Glencoe town is just a line of houses, but it's worth stopping here for the huggable Glencoe and North Lorn Folk Museum. This tiny, thatched, early-18th-century croft house is jammed with humble exhibits gleaned from the town's old closets and attics. When one house was being rethatched, its owner found a cache of 200-year-old swords and pistols hidden there from the British Redcoats after the disastrous battle of Culloden.

A mile past the village is the Glencoe Visitors Centre. This modern facility, designed to resemble a clachan (a traditional Highlands settlement), offers hiking advice and an exhibit on the surrounding landscape and local history.

From Glencoe it's not much farther along to Fort William, the second-biggest town in the Highlands (after Inverness) and the starting point for the Road to the Isles, which leads past rugged landscape to the Isle of Skye. It was in this corner Scotland that Bonnie Prince Charlie first set foot on Scottish soil in 1745, in his attempt to regain the British throne for his father. En route is Glenfinnan, where Charlie officially kicked off his armed Jacobite rebellion, with 1,500 clansmen compatirots in tow. (Sadly, Glenfinnan is also where he retreated to eight months later, after his campaign's crushing defeat at Culloden, near Inverness.) A small museum there tells the story, and a stirring statue nearby memorializes the doomed uprising.
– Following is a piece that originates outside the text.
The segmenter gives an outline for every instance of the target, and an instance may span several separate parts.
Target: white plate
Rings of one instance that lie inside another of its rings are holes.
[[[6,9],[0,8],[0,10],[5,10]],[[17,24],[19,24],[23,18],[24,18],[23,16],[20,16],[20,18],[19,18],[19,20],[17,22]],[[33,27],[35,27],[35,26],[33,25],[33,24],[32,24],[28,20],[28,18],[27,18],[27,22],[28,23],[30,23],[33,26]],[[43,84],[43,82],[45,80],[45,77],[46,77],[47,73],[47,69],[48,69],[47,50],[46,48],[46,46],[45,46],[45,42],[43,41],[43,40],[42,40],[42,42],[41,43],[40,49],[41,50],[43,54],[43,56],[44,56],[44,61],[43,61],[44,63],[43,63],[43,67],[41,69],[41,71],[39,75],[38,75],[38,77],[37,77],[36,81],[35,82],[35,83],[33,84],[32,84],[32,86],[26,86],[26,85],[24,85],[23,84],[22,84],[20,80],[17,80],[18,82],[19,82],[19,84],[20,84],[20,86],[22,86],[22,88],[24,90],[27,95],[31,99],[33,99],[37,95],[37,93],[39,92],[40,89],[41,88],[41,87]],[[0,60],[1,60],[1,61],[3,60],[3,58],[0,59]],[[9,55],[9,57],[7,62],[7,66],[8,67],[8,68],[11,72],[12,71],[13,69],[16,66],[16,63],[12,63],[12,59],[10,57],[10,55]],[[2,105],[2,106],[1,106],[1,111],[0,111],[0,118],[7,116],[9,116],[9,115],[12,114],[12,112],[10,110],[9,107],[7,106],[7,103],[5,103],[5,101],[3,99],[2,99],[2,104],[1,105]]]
Wherever you stop on route, Celtic music provides the perfect backdrop at the end of a Highlands day. Part of its attraction is how it's invigorated by the driving and organic beat of the bodhrán — that ubiquitous handheld, animal-skinned drum thumped with such vibrancy with a single stick. I see the tumult of the past and the love of heritage in the eyes of the musicians. There really is a spark that mixes well with beer, smiles, and pub ambience. Each evening, in almost every town, the happy sound of traditional folk music spills out of local pubs. And each evening, visitors have the chance to join in the fun.